Research suggests girls are being held back by schools that encourage them to take 'applied' GCSEs such as health and social care

May Bulman
Tuesday 22 August 2017 00:13 BST
Vocational subjects appeared to put both boys and girls at a disadvantage
Vocational subjects appeared to put both boys and girls at a disadvantage (Getty)

Teenage girls who study vocational GCSE subjects rather than traditional academic courses are "significantly" less likely to go on to do A levels, according to research.

A new survey shows that young girls who studied an "applied" subject, such as health and social care, were less likely to stay on at A level and take the "facilitating" subjects, such as the sciences and maths, which are favoured by prestigious universities in the UK.

The study, carried out by the Centre for Longitudinal Studies and UCL's Institute of Education, found that vocational subjects appeared to put both boys and girls at a disadvantage – but this disadvantage linked to applied GCSEs was particularly strong for girls.

The findings, which come days before teenagers across the UK receive their GCSE results, suggest girls could be held back if their schools encourage them to take those options.

Vanessa Moulton, the lead author of the paper, said applied subjects could be particularly unhelpful for girls who want to progress in education, saying: “Applied subjects are particularly strongly gendered, with girls and boys taking completely different subjects.

"Essentially, what you see is predominantly working class girls taking subjects such as health and social care, which do not necessarily enhance their future prospects. Boys are more likely to take subjects such as engineering or information and communication technology, which may be less limiting post-16.”

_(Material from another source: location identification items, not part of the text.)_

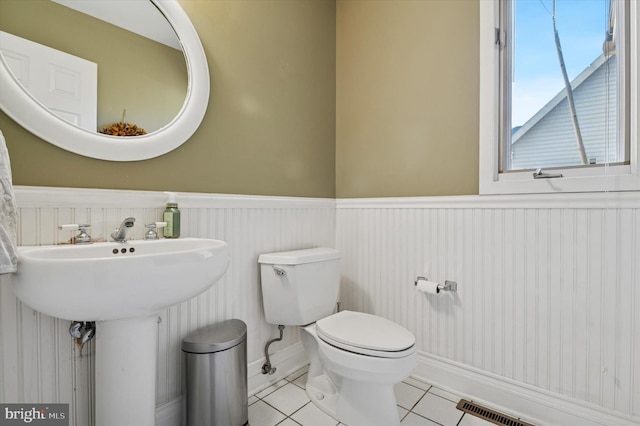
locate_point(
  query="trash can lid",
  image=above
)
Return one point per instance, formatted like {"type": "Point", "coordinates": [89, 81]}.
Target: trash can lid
{"type": "Point", "coordinates": [215, 337]}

Another paper in the same series highlights the influence schools have on the GCSE subjects pupils take. Researchers found that the biggest influence on whether or not pupils choose to study academically demanding subjects at GCSE, is the average attainment at their school and not their own past performance.

According to the research, a bright pupil in an academically selective school is more likely to take an academic route than an equally bright pupil in a less selective school. Pupils in single-sex schools are also more likely to study academically demanding subjects.

Jake Anders of the UCL Institute of Education, the lead author on the study, said: “These results highlight that we should be sceptical of considering young people’s subjects of study purely in terms of ‘choice.’ They are, at most, constrained choices, potentially both for individuals and for schools.”

Some schools with less advantaged intakes may be more likely to offer their pupils more applied subjects, the paper suggests. Alternatively, schools in poorer areas may struggle to recruit good teachers in more academic subjects, and this may prevent pupils from taking certain combinations of options.

A Department for Education spokesman said: “The Government is phasing out applied GCSEs in favour of more academic GCSEs as part of our reforms to make the system more robust and rigorous, to match the best education systems in the world and to keep pace with universities' and employers' demands.”